Hereditary Lieutenant General of the Province of Nova Scotia
Sir William Alexander was born in Menstrie, Scotland in c.1577. Educated in grammar schools and university, Alexander would go on to be an accomplished poet, author and scholar. His poems became the entertainment of the Royal Court. In 1609 Alexander was appointed Gentleman- Usher to Prince Charles, followed by appointments as Master of Requests for Scotland in 1614 and a member of the Scottish Privy Council in 1615.
Alexander used his connections with King James to establish a “New Scotland” in the footsteps of New France and New England. He was granted the three Atlantic Provinces and the Gaspè Peninsula. This grant however included territory governed by the French, it was known as Acadia. After several years of unsuccessfully trying to encourage Scottish settlers to immigrate to Nova Scotia, King James decided to create the dignity of baronet on any Scottish person who would pay for settlers to set up residence in New Scotland.

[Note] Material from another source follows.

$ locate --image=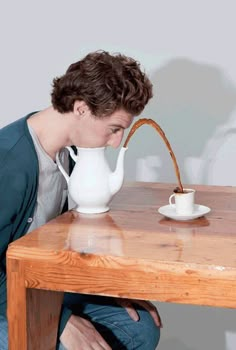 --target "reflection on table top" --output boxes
[11,182,236,271]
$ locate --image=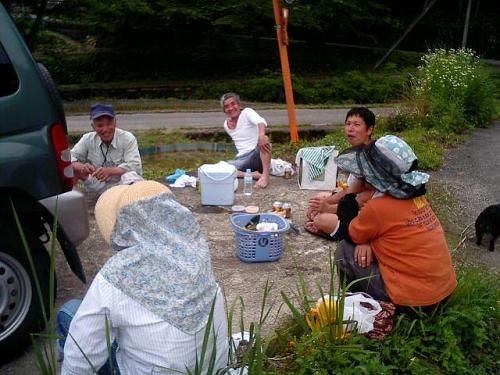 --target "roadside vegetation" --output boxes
[33,45,500,375]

The Baronets of Nova Scotia would then become land owners in New Scotland. King James died in 1625 but the royal favour continued with the baronetcies under Charles I. A total of 150 baronets would be permitted and while there was opposition from the Scottish nobility, King Charles discarded the nobility’s opposition including his Secretary of State for Scotland and appointed Alexander into this important role instead. Only 85 Baronets of Nova Scotia were actually purchased by 1631 when Alexander was forced to surrender his colony at Port-Royal to the French however the scheme continued with another 25 baronets were permitted though between 1633 and 1637 even after Port-Royal had been surrendered. The King had also earlier granted the coat of arms for New Scotland which remains the official arms of the province today. Alexander died in 1640.